“What’s your take on open marriage?” a female friend, who has known me for as long as I have been wearing sequins, recently asked me via text. It took me by surprise because she is intimately familiar with the inner-workings of my definitively closed marriage. My husband and I have our stuff—the ways in which we’re willing or eager, or curious to bend—as all couples do. But opening our relationship has been such a mutual non-starter that I am fairly certain when he sees this article, he’ll ask why I bothered writing it. I would probably wonder the same.
“Why?” I asked my friend. She’s single, but dating, not seriously, but dating, and she had run into a mutual acquaintance of ours that day at a supermarket. They got to talking and he asked her out, which was jarring because the way we know him is through his wife. He could tell she was confused, self-conscious that she may have gestured or spoken in a way that suggested a misunderstood opening to initiate an extramarital exchange. He told her, without prompting: “Don’t worry! We’re in an open relationship.”
She laughed nervously, made a throwaway comment that she could not remember, and walked away, presumably to text me. The following message, also from her, spilled like word vomit: “Am I close-minded? A relic of a bygone era? How could she let him cheat? Is it ridiculous for me to think that there’s no way their marriage can last? Can you genuinely be happy when those gates are open? I don’t want to be judgmental, but I can’t help judge.”
I told her she’s not a relic of a bygone era. Her parents, who informed a lot of the policies she has adopted and absorbed as innately part of her constitution might be, but she’s from here. I told her she knows it’s not cheating if the relationship is open, that it’s not ridiculous to assume their relationship won’t last because we—both of us—have only been exposed to an “It never ends well” mentality on the topic of an open relationship. But what the hell is “ending well,” anyway? I know plenty of happy endings that are only happy because of divorce.

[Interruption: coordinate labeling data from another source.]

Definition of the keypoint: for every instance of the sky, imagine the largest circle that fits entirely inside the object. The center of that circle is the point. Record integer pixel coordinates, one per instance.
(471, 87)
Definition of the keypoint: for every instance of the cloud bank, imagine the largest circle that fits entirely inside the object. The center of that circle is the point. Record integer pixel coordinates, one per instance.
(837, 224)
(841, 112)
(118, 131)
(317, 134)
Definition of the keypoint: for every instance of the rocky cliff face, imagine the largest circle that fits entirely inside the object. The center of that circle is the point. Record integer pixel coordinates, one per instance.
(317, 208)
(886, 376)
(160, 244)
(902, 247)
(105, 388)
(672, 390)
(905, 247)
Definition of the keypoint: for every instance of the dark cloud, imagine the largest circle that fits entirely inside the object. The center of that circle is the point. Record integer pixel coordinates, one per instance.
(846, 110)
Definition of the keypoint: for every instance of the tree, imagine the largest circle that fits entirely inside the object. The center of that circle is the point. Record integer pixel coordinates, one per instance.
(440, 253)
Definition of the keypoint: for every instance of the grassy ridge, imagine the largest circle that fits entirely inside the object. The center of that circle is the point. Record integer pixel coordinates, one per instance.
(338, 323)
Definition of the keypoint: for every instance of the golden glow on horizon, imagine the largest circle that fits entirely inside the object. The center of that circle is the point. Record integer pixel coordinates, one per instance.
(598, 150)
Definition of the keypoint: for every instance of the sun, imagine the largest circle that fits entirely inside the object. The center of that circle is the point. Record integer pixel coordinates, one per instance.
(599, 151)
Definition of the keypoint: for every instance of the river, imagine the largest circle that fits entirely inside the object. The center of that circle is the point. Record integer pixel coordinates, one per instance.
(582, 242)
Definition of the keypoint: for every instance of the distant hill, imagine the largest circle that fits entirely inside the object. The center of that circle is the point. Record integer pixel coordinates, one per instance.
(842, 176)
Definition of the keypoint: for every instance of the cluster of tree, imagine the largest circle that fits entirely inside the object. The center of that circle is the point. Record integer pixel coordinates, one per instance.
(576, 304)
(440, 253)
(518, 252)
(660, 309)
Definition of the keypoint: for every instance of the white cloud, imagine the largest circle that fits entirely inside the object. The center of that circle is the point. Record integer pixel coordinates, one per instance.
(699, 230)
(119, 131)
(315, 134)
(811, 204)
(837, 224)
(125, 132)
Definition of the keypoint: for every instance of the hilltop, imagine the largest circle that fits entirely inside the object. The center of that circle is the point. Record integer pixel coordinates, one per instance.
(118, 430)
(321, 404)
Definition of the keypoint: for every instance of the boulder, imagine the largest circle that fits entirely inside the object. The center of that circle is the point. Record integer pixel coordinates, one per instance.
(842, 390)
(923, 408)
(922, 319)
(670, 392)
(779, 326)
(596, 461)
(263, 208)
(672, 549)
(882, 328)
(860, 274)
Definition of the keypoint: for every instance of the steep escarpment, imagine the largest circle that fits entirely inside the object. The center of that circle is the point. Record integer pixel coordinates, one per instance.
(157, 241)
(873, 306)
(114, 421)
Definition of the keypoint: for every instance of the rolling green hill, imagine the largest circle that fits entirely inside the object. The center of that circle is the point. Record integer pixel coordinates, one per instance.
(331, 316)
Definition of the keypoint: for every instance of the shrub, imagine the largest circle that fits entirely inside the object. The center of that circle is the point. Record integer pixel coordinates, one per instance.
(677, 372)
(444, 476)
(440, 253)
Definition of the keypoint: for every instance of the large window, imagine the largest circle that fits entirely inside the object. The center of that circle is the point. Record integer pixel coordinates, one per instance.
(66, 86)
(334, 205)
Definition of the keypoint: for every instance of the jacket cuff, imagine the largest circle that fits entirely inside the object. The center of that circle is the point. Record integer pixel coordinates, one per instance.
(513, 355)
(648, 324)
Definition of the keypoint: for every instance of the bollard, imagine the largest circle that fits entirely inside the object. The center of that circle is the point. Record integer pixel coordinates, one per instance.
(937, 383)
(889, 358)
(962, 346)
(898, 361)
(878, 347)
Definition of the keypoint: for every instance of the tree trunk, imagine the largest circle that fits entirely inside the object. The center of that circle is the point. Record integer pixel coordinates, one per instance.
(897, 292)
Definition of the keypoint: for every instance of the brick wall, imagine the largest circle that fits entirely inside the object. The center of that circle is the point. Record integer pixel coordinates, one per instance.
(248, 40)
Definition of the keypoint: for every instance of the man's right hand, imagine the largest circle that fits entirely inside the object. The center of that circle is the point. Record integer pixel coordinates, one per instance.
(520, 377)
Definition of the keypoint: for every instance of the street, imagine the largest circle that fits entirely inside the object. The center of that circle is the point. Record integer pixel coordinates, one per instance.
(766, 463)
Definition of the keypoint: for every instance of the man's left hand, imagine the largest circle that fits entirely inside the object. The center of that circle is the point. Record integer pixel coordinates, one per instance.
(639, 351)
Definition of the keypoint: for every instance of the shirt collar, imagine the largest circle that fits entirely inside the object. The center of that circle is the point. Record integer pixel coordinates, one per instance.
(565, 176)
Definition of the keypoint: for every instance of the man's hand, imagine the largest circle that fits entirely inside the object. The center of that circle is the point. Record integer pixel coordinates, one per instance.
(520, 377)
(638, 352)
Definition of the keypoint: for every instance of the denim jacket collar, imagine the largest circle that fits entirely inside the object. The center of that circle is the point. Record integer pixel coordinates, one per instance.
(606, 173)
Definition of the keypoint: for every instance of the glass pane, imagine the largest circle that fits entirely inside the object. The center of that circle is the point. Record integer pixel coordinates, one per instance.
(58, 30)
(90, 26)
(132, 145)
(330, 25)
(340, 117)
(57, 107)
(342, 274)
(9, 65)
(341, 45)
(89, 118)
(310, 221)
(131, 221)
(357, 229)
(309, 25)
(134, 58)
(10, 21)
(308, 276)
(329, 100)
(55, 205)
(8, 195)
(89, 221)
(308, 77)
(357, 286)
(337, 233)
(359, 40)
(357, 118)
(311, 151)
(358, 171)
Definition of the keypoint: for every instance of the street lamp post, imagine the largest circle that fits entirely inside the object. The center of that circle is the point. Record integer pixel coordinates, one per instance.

I told her it would be close-minded for two thinking individuals (she and me) to presume effectively anything about the motivation behind an open marriage, or behind the motivation of the motivation.
But this doesn’t mean I would choose to participate in an open relationship myself; I practically shudder every time an employee of mine takes a private phone call because I fear they’re being poached. Call it jealousy, call it paranoia—whatever. Electively putting myself in a position to both wonder what the hell my husband is getting from someone else that I can’t give him and further what I can get from elsewhere loosens the notch on the belt of matrimony in a way that makes me wonder how we could continue to see additive value in each other as opposed to sniffing out the lack we feel respectively. Marriage is hard; collective growth is an idyllic concept, but it’s also fake. He grows, I grow—sometimes simultaneously, sometimes with a lag—then we adjust to find our spoon-fit again. That adjustment period is awkward and at times and it can feel like we live on different planets. I don’t know that in the heat of this misunderstanding, stepping away to pursue understanding from another intimacy partner could help solve the larger experience (I specifically do not say “issue”) of “changing together.”
But look, I also get that to be in a relationship that permits polyamory is to change your mindset. It is to expect, to a degree, abundant thinking from yourself and your partner. There is likely even an argument to be made that the foundation of a successful open marriage is even more solid than that of a closed one—that you could give yourself so intimately to someone who is not your husband or wife but still feel most connected to them is significant. Enviable! Maybe I don’t trust myself enough to maintain that kind of knowing. Maybe, because I got married so young and bypassed dating app and hook up and even casual sex culture, I can’t see something that you might see. So, tell me, because more than anything, I am eager to talk about it. Do you, would you, have you ever participated in an open relationship?